I’ve played through a good handful of PQs repeatedly, and thought you might appreciate a quick writeup on what they’re like and how to do them. Here’s the general steps of a PQ in more detail:
- You head over to a certain PQ, which is in a “Chapter” area of the game. Zones are divided into invisible chapters (Chapter 1, 2 and so on), each with its own “area influence” bar (which shows up to the right of your minimap, and goes from empty to full (solid green), with three sections along the way. As a result of the chaptering system, PQs are level-based and provide appropriate difficulties and challenges.
- When you arrive at a PQ area, you are notified right away which PQ is taking place and what stage they’re in, along with the quest requirements. This is in the form of a special notification window (which is transparent) that appears slightly to the lower left of your minimap (it’s separated from your quest log, which is below your minimap). It’ll say something like “Syp’s Revenge Public Quest: Stage I – Find 1/10 Typos”.
- The first stage of a PQ is typically a simple, soloable kill/collect quest that has no timer. You and anyone else can wander in and out of the area, help with the stage, and either stick around or leave. As you complete requirements for this stage, you build up an unseen amount of contribution points (for damage, healing, buffing and presumably tanking), as well as visible influence (INF) points that fill your influence meter.

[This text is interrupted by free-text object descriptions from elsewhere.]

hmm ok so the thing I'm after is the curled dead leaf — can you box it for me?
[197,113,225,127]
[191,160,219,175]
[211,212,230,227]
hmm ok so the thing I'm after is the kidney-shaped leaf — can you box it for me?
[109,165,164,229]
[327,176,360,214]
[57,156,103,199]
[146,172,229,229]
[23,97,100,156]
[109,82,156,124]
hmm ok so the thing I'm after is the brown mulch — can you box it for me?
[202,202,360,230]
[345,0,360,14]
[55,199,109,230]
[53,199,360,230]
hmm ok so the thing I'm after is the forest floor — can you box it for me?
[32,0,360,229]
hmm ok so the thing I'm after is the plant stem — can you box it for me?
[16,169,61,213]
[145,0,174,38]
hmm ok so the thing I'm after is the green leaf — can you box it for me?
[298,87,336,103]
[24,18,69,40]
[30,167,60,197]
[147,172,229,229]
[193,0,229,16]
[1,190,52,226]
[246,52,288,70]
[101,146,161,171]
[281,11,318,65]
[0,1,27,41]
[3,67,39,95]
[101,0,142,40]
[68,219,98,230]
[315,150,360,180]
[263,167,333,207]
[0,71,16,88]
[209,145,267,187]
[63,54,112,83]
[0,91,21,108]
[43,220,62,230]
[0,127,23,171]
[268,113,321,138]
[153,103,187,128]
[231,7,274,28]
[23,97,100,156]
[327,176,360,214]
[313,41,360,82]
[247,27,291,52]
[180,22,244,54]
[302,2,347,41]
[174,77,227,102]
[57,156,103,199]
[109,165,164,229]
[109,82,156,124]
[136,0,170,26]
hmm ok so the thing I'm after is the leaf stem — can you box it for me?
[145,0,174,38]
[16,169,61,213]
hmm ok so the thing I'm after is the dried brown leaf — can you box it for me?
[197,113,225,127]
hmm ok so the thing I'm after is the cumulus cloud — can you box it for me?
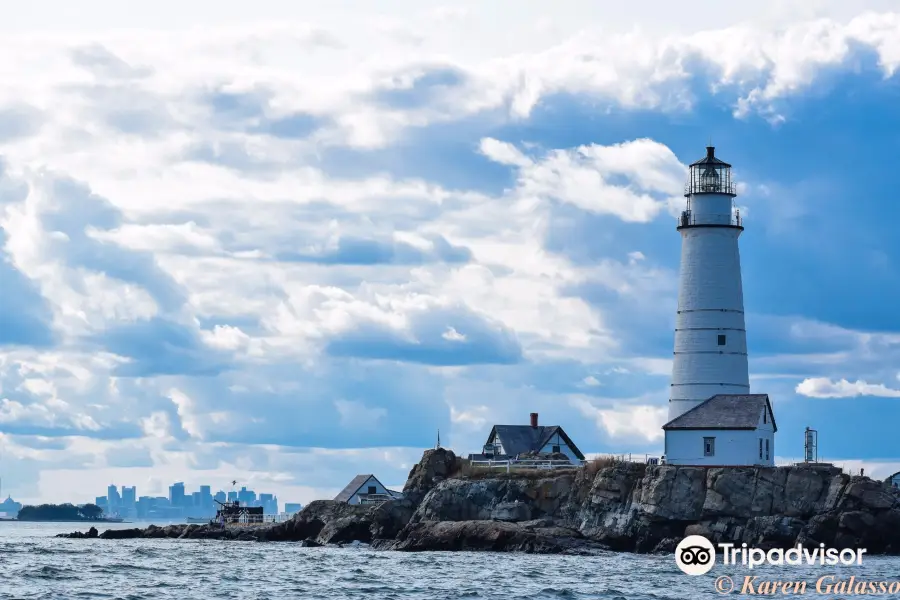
[571,396,668,443]
[1,6,900,502]
[795,377,900,398]
[480,137,684,222]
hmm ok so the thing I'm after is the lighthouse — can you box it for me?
[661,146,776,467]
[668,146,748,421]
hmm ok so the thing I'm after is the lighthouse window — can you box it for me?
[703,437,715,457]
[765,439,770,461]
[717,334,726,346]
[759,439,763,459]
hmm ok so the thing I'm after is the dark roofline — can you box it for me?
[487,424,586,460]
[765,396,778,433]
[550,426,586,460]
[689,146,731,168]
[662,394,777,432]
[357,474,389,494]
[334,474,390,502]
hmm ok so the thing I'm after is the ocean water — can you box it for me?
[2,522,899,599]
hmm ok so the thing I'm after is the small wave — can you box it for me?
[532,589,579,599]
[93,562,161,574]
[23,565,80,580]
[27,545,91,555]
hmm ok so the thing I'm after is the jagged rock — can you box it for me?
[262,500,376,543]
[389,520,606,554]
[491,501,533,522]
[369,497,417,540]
[402,448,463,503]
[51,450,900,556]
[56,526,99,539]
[99,528,144,539]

- Once stage one is complete, a scripted event tends to happen and you — and anyone in the PQ area — launches into stage two. Again, people can wander in and out of the area; nobody’s locked in to doing this. Stage two tends to be tougher, requiring more than one person to work together to defend, attack or perform another action to contribute to the goal. Stage two is also on a timer — fail to accomplish the goal(s) within the time limit (typically 10 minutes or less), and the PQ fails and resets to stage one. You build up INF and contribution points in this stage as well.

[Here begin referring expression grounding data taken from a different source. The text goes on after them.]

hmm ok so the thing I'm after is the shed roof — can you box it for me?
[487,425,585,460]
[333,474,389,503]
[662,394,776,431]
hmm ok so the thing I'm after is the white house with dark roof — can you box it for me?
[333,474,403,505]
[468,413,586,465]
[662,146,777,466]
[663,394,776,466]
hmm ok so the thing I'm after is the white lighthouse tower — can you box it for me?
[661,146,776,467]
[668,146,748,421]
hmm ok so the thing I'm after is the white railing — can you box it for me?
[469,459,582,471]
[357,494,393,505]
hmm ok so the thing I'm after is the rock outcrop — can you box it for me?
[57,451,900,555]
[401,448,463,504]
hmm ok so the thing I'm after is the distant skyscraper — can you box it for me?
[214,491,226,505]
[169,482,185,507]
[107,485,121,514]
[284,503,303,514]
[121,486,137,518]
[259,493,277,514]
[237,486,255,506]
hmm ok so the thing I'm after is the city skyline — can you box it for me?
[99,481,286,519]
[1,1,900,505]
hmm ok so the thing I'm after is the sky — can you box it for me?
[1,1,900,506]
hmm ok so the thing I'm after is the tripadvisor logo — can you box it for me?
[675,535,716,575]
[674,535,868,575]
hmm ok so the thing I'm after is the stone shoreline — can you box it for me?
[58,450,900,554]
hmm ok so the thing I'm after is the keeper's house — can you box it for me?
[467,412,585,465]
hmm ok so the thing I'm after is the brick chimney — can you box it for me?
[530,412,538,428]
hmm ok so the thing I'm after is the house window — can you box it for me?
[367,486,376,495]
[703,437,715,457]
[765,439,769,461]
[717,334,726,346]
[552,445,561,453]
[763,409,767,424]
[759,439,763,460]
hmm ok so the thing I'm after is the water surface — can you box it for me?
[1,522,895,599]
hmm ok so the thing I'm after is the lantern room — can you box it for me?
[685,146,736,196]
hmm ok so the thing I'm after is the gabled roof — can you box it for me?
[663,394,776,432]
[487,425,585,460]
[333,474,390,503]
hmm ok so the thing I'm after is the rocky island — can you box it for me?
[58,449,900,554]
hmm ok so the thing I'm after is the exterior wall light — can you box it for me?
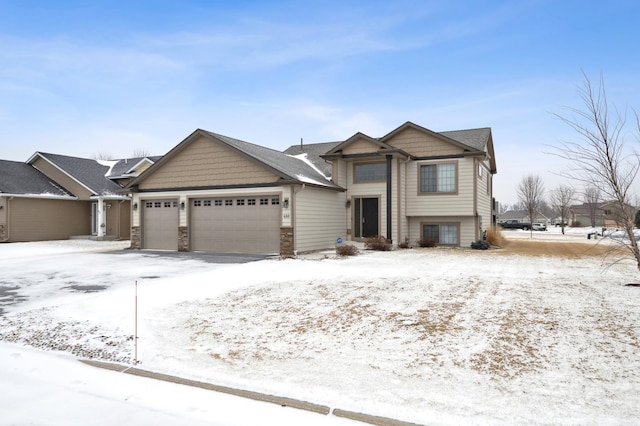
[283,199,289,208]
[133,203,138,211]
[180,201,185,210]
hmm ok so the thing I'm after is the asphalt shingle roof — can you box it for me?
[36,153,124,196]
[203,131,341,188]
[108,156,162,178]
[0,159,72,197]
[439,128,491,151]
[283,141,340,177]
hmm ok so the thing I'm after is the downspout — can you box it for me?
[386,155,392,241]
[0,197,12,242]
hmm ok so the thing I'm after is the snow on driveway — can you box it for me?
[1,234,639,425]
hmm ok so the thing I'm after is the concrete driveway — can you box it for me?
[110,249,273,264]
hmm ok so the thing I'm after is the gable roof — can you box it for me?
[0,159,74,198]
[321,121,497,173]
[283,141,340,177]
[27,152,126,196]
[128,129,343,190]
[108,156,162,179]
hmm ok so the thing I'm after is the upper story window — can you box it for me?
[354,163,386,182]
[420,162,457,193]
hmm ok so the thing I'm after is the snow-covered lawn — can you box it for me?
[1,230,639,425]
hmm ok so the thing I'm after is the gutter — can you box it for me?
[1,196,12,242]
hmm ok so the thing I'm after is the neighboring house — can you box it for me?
[126,121,497,255]
[570,201,637,227]
[0,153,159,242]
[497,210,549,224]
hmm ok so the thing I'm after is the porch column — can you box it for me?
[386,155,392,241]
[97,198,106,238]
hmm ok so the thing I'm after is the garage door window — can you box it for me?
[248,199,256,205]
[271,198,280,205]
[237,199,245,206]
[193,200,202,207]
[225,200,233,206]
[215,200,222,206]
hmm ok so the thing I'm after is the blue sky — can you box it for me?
[1,0,639,205]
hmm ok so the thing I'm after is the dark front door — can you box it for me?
[354,197,379,238]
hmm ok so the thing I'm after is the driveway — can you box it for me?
[110,249,273,264]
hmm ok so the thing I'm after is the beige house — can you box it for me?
[0,153,157,242]
[126,122,497,255]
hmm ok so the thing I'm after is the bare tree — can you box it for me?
[549,185,575,234]
[583,186,602,227]
[517,174,545,237]
[553,71,640,270]
[132,148,151,158]
[93,152,115,161]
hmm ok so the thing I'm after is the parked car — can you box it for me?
[532,223,547,231]
[499,220,531,230]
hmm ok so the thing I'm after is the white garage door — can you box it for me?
[190,196,281,254]
[142,199,179,250]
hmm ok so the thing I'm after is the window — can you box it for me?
[423,224,459,245]
[248,199,256,205]
[354,163,386,182]
[271,198,280,205]
[154,201,162,208]
[260,198,269,205]
[237,199,245,206]
[420,163,456,193]
[145,202,153,208]
[225,199,233,206]
[193,200,202,207]
[204,200,211,206]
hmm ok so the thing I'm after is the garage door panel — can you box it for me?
[143,199,179,250]
[191,196,280,254]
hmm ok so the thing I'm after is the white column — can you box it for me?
[97,198,106,238]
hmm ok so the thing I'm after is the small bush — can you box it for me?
[471,239,490,250]
[416,237,436,248]
[364,235,392,251]
[336,244,358,256]
[398,237,411,249]
[485,226,505,247]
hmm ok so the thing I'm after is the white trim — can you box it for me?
[0,193,77,200]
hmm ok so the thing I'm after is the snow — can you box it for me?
[1,230,639,425]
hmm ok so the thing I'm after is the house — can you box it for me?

- If you die, you go to the nearest rez point, and can run back to the PQ. You don’t get any INF or contribution while you’re outside the PQ range, and I don’t know what happens if you die right as the final stage is completed.

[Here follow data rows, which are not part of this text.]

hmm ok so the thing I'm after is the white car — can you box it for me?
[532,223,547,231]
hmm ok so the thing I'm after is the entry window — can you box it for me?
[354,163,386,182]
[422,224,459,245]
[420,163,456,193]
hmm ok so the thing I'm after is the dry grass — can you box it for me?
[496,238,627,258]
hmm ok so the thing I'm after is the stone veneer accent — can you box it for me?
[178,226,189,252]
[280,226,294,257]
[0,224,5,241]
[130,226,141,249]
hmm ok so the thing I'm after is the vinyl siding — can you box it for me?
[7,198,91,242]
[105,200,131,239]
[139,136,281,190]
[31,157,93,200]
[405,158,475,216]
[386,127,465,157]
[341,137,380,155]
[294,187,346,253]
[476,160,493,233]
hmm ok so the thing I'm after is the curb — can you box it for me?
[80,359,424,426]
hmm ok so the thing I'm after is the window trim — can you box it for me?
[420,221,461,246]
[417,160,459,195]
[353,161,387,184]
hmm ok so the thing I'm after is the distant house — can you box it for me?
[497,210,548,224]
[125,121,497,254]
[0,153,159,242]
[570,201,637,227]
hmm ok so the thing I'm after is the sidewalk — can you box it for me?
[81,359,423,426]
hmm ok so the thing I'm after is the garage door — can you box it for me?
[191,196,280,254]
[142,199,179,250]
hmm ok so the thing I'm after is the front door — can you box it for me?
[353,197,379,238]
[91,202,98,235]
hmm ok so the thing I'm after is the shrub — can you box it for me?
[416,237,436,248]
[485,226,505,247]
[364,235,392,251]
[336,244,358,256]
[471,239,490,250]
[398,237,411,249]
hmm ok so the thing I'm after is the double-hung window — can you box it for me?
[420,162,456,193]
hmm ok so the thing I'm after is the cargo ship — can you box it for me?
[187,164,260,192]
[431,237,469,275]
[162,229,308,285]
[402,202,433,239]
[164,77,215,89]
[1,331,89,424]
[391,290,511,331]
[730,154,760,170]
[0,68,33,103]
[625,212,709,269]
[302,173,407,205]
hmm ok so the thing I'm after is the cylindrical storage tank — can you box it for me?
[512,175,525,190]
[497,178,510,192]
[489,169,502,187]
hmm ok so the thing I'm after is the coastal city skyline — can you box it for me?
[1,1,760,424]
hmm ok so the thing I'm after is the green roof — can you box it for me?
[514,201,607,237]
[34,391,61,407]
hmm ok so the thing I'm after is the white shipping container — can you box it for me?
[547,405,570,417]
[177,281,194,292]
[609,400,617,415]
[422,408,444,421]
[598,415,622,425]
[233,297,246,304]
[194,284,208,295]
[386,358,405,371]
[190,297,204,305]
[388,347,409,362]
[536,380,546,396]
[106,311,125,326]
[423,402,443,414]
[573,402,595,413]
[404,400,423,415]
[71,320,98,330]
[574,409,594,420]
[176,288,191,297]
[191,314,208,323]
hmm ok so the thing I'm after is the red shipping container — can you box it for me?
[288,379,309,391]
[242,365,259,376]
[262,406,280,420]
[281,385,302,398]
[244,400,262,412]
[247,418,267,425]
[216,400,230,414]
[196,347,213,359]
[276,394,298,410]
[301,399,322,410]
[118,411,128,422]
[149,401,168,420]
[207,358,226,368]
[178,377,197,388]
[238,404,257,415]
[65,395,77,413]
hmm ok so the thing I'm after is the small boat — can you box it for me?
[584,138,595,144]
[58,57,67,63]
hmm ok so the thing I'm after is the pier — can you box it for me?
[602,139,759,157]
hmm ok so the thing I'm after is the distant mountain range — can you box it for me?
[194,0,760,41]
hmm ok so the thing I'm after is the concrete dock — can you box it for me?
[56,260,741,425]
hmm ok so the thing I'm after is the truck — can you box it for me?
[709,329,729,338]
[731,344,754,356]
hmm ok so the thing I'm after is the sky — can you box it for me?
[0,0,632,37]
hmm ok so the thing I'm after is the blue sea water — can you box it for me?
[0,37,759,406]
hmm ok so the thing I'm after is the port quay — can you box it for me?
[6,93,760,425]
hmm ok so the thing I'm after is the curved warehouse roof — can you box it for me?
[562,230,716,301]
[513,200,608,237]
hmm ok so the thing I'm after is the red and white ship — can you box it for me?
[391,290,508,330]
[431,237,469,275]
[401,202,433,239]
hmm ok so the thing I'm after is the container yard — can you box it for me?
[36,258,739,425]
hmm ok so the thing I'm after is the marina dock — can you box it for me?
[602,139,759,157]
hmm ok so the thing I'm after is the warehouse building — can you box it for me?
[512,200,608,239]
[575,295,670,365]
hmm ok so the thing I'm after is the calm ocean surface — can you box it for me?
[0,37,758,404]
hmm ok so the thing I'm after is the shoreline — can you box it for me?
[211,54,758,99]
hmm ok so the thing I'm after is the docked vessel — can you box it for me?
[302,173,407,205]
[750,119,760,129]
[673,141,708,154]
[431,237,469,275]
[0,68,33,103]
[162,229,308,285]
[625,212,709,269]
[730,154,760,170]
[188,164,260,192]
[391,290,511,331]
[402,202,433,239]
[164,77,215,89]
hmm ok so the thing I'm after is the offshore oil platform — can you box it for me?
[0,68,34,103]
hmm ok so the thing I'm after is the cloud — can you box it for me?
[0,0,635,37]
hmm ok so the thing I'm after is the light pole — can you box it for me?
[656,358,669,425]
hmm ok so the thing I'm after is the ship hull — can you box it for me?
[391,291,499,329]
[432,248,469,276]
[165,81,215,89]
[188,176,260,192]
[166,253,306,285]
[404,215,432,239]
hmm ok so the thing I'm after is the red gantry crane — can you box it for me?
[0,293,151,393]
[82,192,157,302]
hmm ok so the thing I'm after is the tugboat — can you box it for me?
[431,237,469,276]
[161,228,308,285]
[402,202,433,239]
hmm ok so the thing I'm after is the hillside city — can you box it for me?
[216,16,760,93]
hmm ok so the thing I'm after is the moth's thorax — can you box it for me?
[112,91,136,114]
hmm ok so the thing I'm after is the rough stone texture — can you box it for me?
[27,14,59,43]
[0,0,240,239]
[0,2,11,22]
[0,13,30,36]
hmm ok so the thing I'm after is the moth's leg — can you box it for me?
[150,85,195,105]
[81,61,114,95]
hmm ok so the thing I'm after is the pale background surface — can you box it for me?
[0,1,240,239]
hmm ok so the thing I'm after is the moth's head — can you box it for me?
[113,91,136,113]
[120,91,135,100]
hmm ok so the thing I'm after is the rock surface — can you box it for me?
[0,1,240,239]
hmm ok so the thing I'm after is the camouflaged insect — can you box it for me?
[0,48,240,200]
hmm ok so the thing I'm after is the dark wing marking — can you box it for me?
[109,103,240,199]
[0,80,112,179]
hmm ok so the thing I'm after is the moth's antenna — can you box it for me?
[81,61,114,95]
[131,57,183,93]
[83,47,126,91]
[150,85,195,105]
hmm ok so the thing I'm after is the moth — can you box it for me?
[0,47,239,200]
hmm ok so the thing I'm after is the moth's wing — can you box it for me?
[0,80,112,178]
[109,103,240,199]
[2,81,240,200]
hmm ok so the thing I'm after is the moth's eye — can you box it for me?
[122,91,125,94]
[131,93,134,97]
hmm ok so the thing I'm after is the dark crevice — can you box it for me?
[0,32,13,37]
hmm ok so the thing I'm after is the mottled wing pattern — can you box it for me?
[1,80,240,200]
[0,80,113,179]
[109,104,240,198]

- Stage three is the last and toughest phase of a PQ. Teaming up with nearby PQers (open grouping is great for this) helps with communication and keeping track of others’ health bars — plus, as they kill, you get INF and XP too. Usually this phase consists of a boss or bosses, along with various minions. The best scripted events happen here. Again, there’s a timer, and you can gain INF and contribution points.
- Beat the boss, and you and anyone in the PQ area have won! A notification screen pops up to inform you of this fact — click on it to see the Vegas Loot roll. Each participant present at the end rolls a number between 1 and 1000, and has their contribution score added to that (i.e. +500). The top three scores (roll + contribution) are awarded treasure bags. Obviously, the higher your contribution, the better chances of getting a loot bag. 4th place and lower get squat.
- Treasure bags are tailor-made to your class, and offer you a choice between armor, weapons, crafting materials and cash.
- No matter what, you can spend your INF at a nearby vendor who offers set loot in one of three tiers (basic, advanced, elite). If you fill up your influence bar to full, you can choose one piece of loot from each of the three tiers — but choose carefully, because you can’t ever get the other item you didn’t pick.
Frankly, they’re a lot of fun, and a great bang for your time investment. No need to organize a huge party for a dungeon, no worrying about others stealing your quest objectives, just a lot of scripted, madcap fun!